If the major parties want to survive they are going to have to play a different ball game. But judging by how the Republican Party establishment has responded to Ron Paul's revolution within the party to bring libertarian and independent policies to the forefront, the GOP is not yet ready to accept the new political paradigm.
But let's not forget the Occupy Wall Street movement, which is notable for being anti-partisan. Unlike the Tea Party movement, to which OWS is often compared, there have been no "Occupy candidates" and no movement to "take back" the Democratic Party. There is no "Democratic Ron Paul" leading them.
They are something like a resuscitation of the Bush-era anti-war movement that rolled over dead when Obama came to Washington. While some on the left apologize for and defend more or less anything that Obama does, blinded by uncritical partisanship, Occupy has targeted Obama and has even "mic checked" him:
"Mr. President: Over 4000 peaceful protesters have been arrested. While banksters continue to destroy the economy with impunity. You must stop the assault on our 1st amendment rights. Your silence sends a message that police brutality is acceptable. Banks got bailed out. We got sold out."

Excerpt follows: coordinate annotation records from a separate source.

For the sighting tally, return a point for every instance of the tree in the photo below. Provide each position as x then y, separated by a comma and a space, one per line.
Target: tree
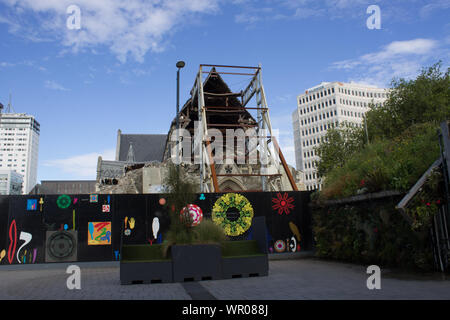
338, 145
424, 99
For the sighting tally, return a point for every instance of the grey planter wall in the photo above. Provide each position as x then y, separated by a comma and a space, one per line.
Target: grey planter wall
196, 262
145, 272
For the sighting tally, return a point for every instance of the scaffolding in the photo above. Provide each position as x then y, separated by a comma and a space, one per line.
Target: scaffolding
268, 149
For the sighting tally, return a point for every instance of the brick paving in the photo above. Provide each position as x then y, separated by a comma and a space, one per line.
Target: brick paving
292, 279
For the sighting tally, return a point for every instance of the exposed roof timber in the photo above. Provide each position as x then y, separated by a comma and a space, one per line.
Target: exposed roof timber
413, 191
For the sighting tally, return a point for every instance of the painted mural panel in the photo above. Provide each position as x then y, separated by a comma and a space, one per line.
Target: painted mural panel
99, 224
99, 233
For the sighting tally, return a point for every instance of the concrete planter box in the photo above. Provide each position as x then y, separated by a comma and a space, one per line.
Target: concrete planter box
196, 262
243, 259
144, 264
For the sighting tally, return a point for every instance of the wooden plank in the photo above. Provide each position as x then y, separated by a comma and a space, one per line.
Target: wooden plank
412, 192
212, 166
285, 166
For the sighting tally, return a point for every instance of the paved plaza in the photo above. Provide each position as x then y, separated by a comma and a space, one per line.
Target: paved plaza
291, 279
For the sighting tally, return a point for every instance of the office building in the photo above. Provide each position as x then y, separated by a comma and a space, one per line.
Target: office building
10, 182
19, 146
323, 107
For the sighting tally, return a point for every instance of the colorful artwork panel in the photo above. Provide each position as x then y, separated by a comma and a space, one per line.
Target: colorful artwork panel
99, 233
31, 204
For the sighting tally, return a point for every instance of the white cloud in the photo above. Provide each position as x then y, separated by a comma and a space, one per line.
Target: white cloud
53, 85
427, 9
83, 166
127, 28
398, 59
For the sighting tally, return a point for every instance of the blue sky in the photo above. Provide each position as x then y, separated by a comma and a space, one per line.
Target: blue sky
118, 70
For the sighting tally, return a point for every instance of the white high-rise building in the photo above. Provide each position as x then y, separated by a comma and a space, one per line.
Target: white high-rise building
19, 146
323, 107
10, 182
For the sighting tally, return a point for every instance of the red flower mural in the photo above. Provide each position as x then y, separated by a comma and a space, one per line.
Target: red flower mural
283, 203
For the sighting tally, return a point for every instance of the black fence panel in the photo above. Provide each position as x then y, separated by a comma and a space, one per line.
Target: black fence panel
63, 228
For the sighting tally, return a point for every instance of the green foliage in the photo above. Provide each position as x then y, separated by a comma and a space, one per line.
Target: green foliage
181, 191
338, 145
370, 233
424, 99
386, 164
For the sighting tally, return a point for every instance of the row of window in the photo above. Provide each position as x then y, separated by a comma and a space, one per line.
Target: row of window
314, 141
10, 165
318, 106
321, 128
358, 103
322, 116
362, 93
311, 176
315, 96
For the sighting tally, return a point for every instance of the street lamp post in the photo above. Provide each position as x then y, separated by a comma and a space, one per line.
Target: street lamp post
180, 65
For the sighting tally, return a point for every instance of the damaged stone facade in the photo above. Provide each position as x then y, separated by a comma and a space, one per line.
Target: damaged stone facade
136, 172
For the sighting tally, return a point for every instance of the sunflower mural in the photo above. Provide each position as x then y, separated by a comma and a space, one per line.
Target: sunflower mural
242, 205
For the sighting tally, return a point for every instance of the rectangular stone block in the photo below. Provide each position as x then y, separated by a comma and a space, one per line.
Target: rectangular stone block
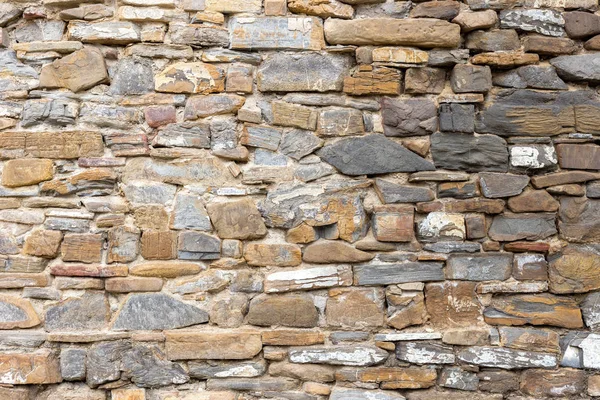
276, 33
216, 345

And there is the key statement summarizing all of it: the Tea Party, Ron Paul's Revolution, Occupy Wall Street, all of these populist movements: "Banks got bailed out. We got sold out." What all of these independent movements have in common is a heightened sense that something is very wrong with the way the economy has been managed.
Some think that it has been mismanaged, others see government management of the economy as the problem, but they all are focusing on the economy and believe that the parties that they traditionally would have belonged to do not have the answer. Social issues are becoming less and less polarizing while economic issues are becoming more and more unifying.
Many political scientists have asserted that independent voters are a kind of urban myth. This is because most independent voters reportedly do have a party preference. But having a party preference does not make a voter any less independent. Independent voters are among the most pandered to demographics, but their concerns never seem to be addressed by public policy. That's why there are so many different independent political movements now.
The Tea Party may run Republican candidates, but they are not afraid to oppose a Republican incumbent that does not line up with them even if it means that the Democrat wins the general election. Ron Paul's movement may be working within the GOP primarily, but they act and vote independently of the party's establishmentarians and are not likely to support a nominee that is out of sync with their values. They are not partisan and will sooner vote for Libertarian Party candidate Gary Johnson than Mitt Romney.
Occupy Wall Street will be difficult to placate with progressive rhetoric, but no follow through in terms of substantive policy reforms. Those who believe in the "Myth of the Independent Voter" theory miss the fact that two people can vote in a party primary and still be very different kinds of voters. If the major parties want to survive then they will have to adjust.